Девятый круг. Одиссея диссидента в психиатрическом ГУЛАГе (Давыдов) - страница 7

Глава II. ПОДПОЛЬЕ

Тот, кто родился в России, знает, что такое подполье. Подполье описывали классики — Достоевский, Чехов, Тургенев, — о подполье нам рассказывали на уроках истории. Это было мрачное подполье вооруженных революционеров — там делались бомбы, шла охота на царя и министров и свои жизни отдавались так же легко, как забирались чужие.

В нашем подполье 1970-х ничего этого не было. Были широкие бобины магнитофонных лент с текстами политических статей, запрещенными песнями и стихами. Были тонкие папиросные листочки антисоветских книг и журналов, которые мы перепечатывали на пишущих машинках или же копировали фотоспособом, — готовая, такая книга выходила увесистым кирпичиком фотобумаги. Фотоспособом печатались и листовки, подверстанные под советскую праздничную дату, которые затем темными вечерами разносились по почтовым ящикам домов и подъездов. Серьезные разговоры, во время которых планировались акции, из опасения прослушек в стенах записывались, как пьесы, в блокнотах. После разговора эти блокноты сжигались, и они горели, наполняя квартиру едким дымом.

Мы не хотели никого убивать и не хотели умирать сами. Нам всем было от семнадцати до двадцати пяти, мы любили рок-н-ролл и читали Ричарда Баха, танцевали и пили вино. Однако этих скромных и дозволенных удовольствий нам было недостаточно. Мы хотели большего: путешествовать по миру, жить там, где хочется, а не там, где предписывала крепостная прописка, слушать музыку с настоящих пластинок, а не с плохого качества пленок, читать то, что интересно, а не партийную пропаганду. Мы хотели свободы — наверное, этим и отличались от остального населения СССР — страны, которой больше не существует на картах.

* * *

Арест был внезапен, но ожидаем. Этот прыжок с обрыва стал как бы завершением дороги, по которой я уже несколько лет к тому времени с маниакальным упорством шел, — хотя вряд ли мог и ответить на вопрос «Почему?»

Впрочем, кто и почему не любил советскую власть — вопрос риторический. Эта власть сама делала так, что ее не любил никто. Даже если родился в благоприятном месте и в благополучной семье.

Я вырос в Самаре и, хоть давно там не живу, все равно считаю этот город своим. Навещая его, обязательно переправляюсь чуть выше по течению на другую сторону Волги. После полудня оттуда открывается немного сюрреалистический вид на белые здания города, как будто парящего над водой — как рисовали небесный Иерусалим на средневековых гравюрах.
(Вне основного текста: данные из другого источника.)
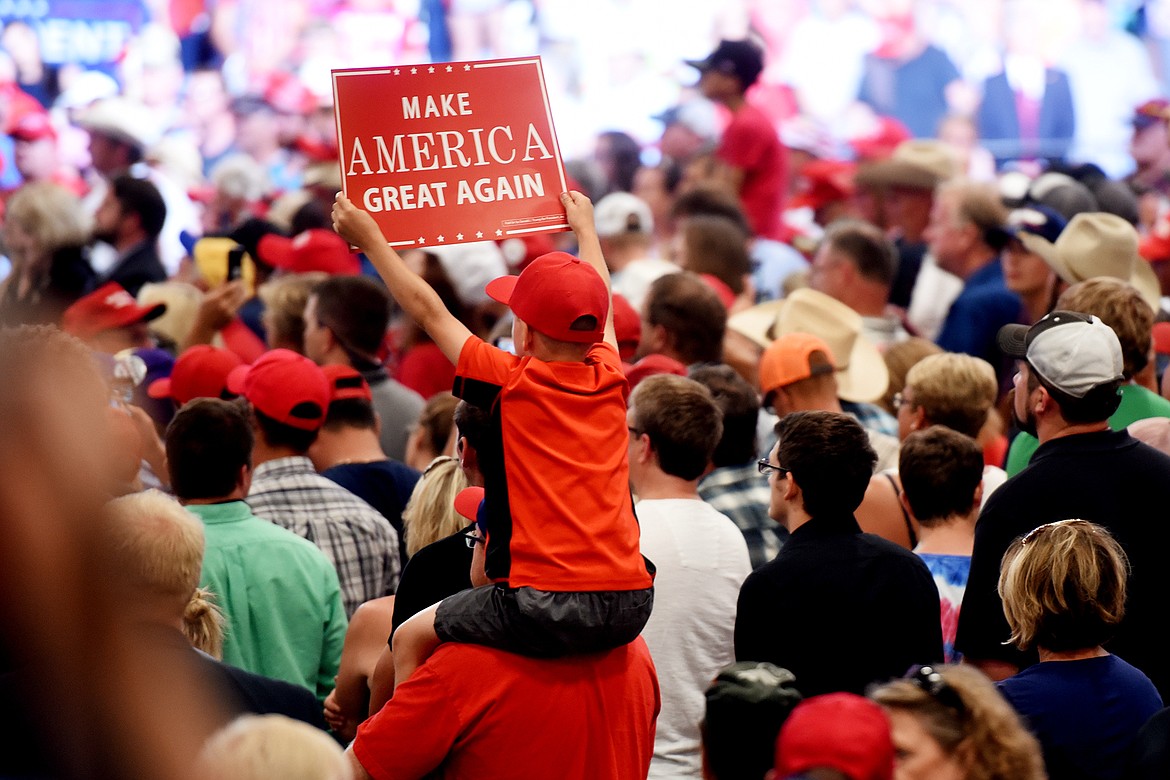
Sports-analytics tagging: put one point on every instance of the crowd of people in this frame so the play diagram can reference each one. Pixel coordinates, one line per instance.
(778, 463)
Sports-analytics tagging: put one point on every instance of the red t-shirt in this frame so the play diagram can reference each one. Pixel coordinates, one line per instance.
(750, 143)
(556, 470)
(486, 715)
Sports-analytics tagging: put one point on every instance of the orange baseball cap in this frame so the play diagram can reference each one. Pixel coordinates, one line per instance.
(786, 360)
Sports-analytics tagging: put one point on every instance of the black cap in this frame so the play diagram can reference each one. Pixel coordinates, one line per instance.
(741, 59)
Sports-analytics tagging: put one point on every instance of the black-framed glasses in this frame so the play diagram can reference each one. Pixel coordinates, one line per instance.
(470, 538)
(931, 681)
(766, 469)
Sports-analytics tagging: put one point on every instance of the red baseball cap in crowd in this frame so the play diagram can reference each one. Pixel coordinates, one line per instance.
(104, 309)
(838, 731)
(315, 249)
(557, 295)
(200, 372)
(288, 387)
(33, 126)
(345, 382)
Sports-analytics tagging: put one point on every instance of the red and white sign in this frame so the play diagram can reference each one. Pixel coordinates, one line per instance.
(451, 152)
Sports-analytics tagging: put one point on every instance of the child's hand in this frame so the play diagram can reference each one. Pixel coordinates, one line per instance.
(355, 225)
(579, 211)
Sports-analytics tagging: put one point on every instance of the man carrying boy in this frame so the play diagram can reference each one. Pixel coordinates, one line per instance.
(563, 549)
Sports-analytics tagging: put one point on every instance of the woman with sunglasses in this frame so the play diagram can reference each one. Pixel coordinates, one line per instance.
(1064, 592)
(950, 723)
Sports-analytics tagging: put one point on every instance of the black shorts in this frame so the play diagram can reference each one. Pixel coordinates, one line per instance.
(542, 623)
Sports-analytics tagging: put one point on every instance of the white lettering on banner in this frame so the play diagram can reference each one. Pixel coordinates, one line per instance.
(405, 152)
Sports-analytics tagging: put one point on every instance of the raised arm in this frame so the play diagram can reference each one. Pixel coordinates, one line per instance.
(414, 295)
(579, 211)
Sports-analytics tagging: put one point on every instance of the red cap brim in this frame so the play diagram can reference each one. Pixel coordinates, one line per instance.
(467, 502)
(501, 289)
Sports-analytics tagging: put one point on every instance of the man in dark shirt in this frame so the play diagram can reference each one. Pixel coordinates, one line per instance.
(1069, 370)
(837, 607)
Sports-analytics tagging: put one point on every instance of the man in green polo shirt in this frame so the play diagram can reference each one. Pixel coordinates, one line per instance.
(279, 592)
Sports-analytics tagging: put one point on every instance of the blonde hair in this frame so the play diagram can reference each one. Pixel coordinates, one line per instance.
(429, 515)
(900, 357)
(202, 623)
(954, 390)
(986, 736)
(157, 545)
(284, 298)
(1064, 586)
(262, 746)
(50, 214)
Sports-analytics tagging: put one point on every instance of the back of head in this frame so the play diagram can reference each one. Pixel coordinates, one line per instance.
(747, 704)
(357, 310)
(940, 469)
(692, 315)
(964, 712)
(262, 746)
(1064, 586)
(831, 458)
(207, 442)
(142, 198)
(845, 732)
(952, 390)
(682, 421)
(157, 546)
(740, 405)
(1122, 308)
(429, 515)
(867, 248)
До революции Самара была большим купеческим городом, известным своей черной икрой и маркой местного пива, готовившегося, впрочем, австрийскими пивоварами по австрийским же рецептам и потому именовавшегося тогда «венским». Вода для него завозилась с Жигулевских гор, в советское время «Жигулевское» варили уже без всяких сложностей, тем не менее для жителей оно продолжало оставаться предметом патриотической гордости.